3.1.  Member registration and secure channel establishment

   The first of two components in GSA establishment and maintenance is
   member registration.

3.1.1.  Initial exchange:GSA_INIT_EXCH

   The first step in the registration protocol is to establish a secure
   channel with the group controller and key server (GCKS).  This
   exchange is similar to IKE_SA_INIT exchange of IKEv2.  The
   registering member proposes various combinations of algorithms in
   SAi1 to constitute the secure channel, along with a nonce, Ni, and a
   DH exponent, KEi.  The GCKS has several options:

   o  In the first, it honors the member's request for registration and
      sends the necessary information to complete the DH exchange: it
      selects and specifies the parameters of the secure channel, and
      includes a nonce Nr, and a public DH value of its own, KEr.
   o  The second option is for the GCKS to consider if the request for
      secure channel establishment is spurious.  The GCCKS has no way to
      tell except to throttle such requests by making the initiator do
      some work before it invests any computing resources.  We refer to
      this mode as the denial-of-service or DoS protection mode
      specified in detail in Section 3.1.1.1 .
   o  Finally, if none of the proposals are acceptable to the GCKS, it
      may reject the initial exchange itself.
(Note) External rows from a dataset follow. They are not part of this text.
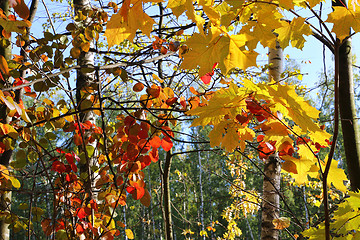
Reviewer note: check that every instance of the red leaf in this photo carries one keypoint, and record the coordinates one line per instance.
(81, 213)
(171, 101)
(79, 228)
(154, 155)
(155, 142)
(128, 121)
(166, 143)
(207, 77)
(143, 134)
(138, 87)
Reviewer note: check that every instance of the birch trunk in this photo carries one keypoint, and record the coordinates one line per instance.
(349, 122)
(83, 81)
(5, 197)
(272, 168)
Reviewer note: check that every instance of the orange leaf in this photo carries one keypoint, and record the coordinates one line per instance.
(154, 155)
(81, 213)
(155, 142)
(138, 87)
(3, 66)
(146, 199)
(281, 223)
(166, 143)
(21, 9)
(154, 91)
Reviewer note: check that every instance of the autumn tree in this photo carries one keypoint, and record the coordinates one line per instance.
(122, 101)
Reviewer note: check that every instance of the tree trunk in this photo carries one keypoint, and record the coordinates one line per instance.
(201, 196)
(167, 198)
(5, 157)
(271, 199)
(349, 122)
(272, 168)
(83, 81)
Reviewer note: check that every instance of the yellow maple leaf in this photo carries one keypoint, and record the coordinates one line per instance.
(124, 24)
(299, 110)
(281, 222)
(226, 50)
(129, 234)
(344, 19)
(300, 172)
(293, 31)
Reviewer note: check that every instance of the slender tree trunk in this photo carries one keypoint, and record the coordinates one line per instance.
(349, 122)
(272, 168)
(167, 198)
(5, 197)
(83, 81)
(271, 199)
(201, 196)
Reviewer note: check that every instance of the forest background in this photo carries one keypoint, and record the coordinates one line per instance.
(97, 100)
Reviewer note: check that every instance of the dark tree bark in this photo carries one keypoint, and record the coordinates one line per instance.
(349, 121)
(83, 81)
(272, 168)
(5, 196)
Dondeti, et al.         Expires September 2, 2006               [Page 4]


Internet-Draft                    GKDP                          Mar 2006


   GSA_INIT_EXCH message is as follows:


   Member->GCKS: M1:    HDR, SAi1, KEi, Ni
   GCKS->Member: M2:    HDR, SAr1, KEr, Nr, [CERTREQ]


   Figure 1: Secure channel establishment

3.1.1.1.  DoS protection mode

   In typical deployments of multicast or group security services, the
   GCKS address is well-known, which allows adversaries to launch a DoS
   attack by sending bogus GSA_INIT_EXCH messages.  In the normal mode
   of operation, the GCKS responds and needs to maintain state
   (including storing Messages 1 and 2) corresponding to each exchange
   in progress.  Notice that this process might result in the GCKS
   storing unnecessary state about bogus exchanges.  To avoid this
   attack, the GCKS may first choose to verify whether the Intiator is
   live and responding to and processing GKDP messages.

   The GCKS verifies whether a prospective member (or the initiatior of
   the key exchange protocol) is live using the following procedure.
   The GCKS responds to the Initiator's message, by sending a challenge
   - a notify message (see Section 4), containing a a random value or
   generally referred to as a COOKIE; the GCKS MUST choose the COOKIE
   size between 1 and 64 octets.  The Intiator is expected to include
   the received COOKIE as part of modified Message 1, which we refer to
   as "Response Message." (see Figure 2).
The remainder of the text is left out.